Joffre himself was acutely aware of the perils attending a French offensive in Lorraine. He said that the object would be to rupture the German front, but he conceded
that:
"in the course of this operation our forces would be liable to be taken in flank by attacks coming in all probability from both Metz and the region of Molsheim-Strasbourg. By penetrating like a wedge into the midst of the enemy’s lines we would be more or less inviting envelopment (Joffre 1932, 74-5)."
But a German defensive posture in 1914 would have compelled Joffre to embark on that hazardous course of action — that was precisely what he was committed to if the Germans refrained from attacking through Belgium and waited instead for the opportunity to counter-attack. In that event, the war would have started with a great battle of encirclement as soon as the French First, Second and Fourth Armies had completed their short advance into the danger zone between Metz and Strasbourg. Speaking in 1904 of the strategic importance of these fortresses, Schlieffen once again emphasized their role in counter-offensive operations: ‘I do not mean a Metz and Strasbourg that are to be besieged and defended, but rather a Metz and Strasbourg in which armies are assembled and through which they march in order to attack the enemy by surprise’ (Zuber 2004, 160).
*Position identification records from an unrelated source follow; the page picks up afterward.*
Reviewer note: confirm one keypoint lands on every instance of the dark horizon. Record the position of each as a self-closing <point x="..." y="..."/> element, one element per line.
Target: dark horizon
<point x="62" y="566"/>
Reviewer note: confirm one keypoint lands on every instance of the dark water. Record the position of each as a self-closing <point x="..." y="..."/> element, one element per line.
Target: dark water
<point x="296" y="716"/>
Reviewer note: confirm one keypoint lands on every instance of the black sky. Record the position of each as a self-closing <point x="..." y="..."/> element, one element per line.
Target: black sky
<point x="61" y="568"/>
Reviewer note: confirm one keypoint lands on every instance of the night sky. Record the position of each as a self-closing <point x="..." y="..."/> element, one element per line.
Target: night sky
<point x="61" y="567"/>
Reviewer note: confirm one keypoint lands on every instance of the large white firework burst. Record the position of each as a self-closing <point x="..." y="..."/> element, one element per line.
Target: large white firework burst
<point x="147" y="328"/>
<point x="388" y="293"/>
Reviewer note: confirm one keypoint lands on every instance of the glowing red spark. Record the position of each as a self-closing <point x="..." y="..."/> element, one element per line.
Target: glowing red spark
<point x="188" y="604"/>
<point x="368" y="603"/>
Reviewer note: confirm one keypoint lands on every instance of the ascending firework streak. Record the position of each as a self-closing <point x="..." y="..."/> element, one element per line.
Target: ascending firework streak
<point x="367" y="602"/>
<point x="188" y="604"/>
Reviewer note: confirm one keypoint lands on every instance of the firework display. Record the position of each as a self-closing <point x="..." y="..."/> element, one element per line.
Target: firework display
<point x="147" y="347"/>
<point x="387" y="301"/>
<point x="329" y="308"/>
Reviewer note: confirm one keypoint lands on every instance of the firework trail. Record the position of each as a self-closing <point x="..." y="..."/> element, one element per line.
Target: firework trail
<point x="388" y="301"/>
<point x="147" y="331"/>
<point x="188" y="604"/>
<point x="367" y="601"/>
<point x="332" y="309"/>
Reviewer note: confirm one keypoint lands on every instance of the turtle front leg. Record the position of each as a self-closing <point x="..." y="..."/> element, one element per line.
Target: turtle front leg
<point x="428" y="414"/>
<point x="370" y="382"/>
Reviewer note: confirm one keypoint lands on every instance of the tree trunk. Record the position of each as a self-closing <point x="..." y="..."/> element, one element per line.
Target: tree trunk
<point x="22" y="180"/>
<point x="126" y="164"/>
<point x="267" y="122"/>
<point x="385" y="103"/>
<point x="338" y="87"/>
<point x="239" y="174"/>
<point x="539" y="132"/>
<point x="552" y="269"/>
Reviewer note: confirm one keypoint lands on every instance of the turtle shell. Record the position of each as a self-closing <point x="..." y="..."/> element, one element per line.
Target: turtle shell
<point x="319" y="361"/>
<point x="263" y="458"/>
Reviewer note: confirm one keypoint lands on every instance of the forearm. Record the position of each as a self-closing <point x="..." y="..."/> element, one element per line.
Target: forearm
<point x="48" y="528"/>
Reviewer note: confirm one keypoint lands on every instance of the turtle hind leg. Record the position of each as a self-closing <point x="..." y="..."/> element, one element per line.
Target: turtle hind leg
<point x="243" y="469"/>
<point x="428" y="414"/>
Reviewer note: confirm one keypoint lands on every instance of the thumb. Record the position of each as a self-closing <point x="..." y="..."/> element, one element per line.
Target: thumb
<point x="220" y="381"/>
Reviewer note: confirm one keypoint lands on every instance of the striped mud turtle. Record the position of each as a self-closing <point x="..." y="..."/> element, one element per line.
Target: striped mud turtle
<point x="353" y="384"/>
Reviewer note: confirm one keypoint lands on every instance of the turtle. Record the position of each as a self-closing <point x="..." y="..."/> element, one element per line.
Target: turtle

As AJE puts it: This may have failed if the French didn't use such a strategy, and they nearly did when Victor-Constant Michel, the de facto French Chief of Staff, made a defensive plan to counter a potential German move through Belgium. But the French generals and government rejected his plans due to a lack of offensive spirit, fired him, and replaced him with Joseph Joffre, who once again made offensive plans of the type that Schlieffen could take advantage of, and these were the plans that Holmes is describing, so it would have ultimately worked in that respect in 1914.
It explains why the Germans fortified Metz and Strasbourg to a very high degree while leaving the border between them, and therefore the iron ore mines, almost undefended. The same thing that made those mines an apparent vulnerability also made them useful as bait for the French to invade.
As to why Moltke diverged from this plan and created what is erroneously called the "Schlieffen Plan," the obvious and simple answer is that he was a fool. But more specifically, Holmes has this to say (at the very end of the article):
One obvious question remains: Moltke had studied the Schlieffen plan, so why did he pay no heed to Schlieffen’s argument about the number of troops that would be necessary for a decisive attack on France? The answer may perhaps be found in their opposing views of the relation between attack and defence. Echoing Clausewitz once again, Schlieffen maintained that ‘the defensive is the stronger form of war’, but Moltke was convinced that ‘the stronger form of combat lies in the offensive’ because it represents a ‘striving after positive goals’. He allowed that the offensive spirit could be blunted in a long-drawn-out assault on the French border position, but he thought that an attack ‘in the open’, brought about by an advance through Belgium, would lend the German army ‘the impetus and initiative that we need all the more, the greater the number of enemies we have to contend with’. Moltke subscribed to a then fashionable belief that the moral advantage of the offensive could make up for a lack of numbers. Unfortunately for the Germans, it was Schlieffen’s Clausewitzian outlook that was vindicated at the battle of the Marne.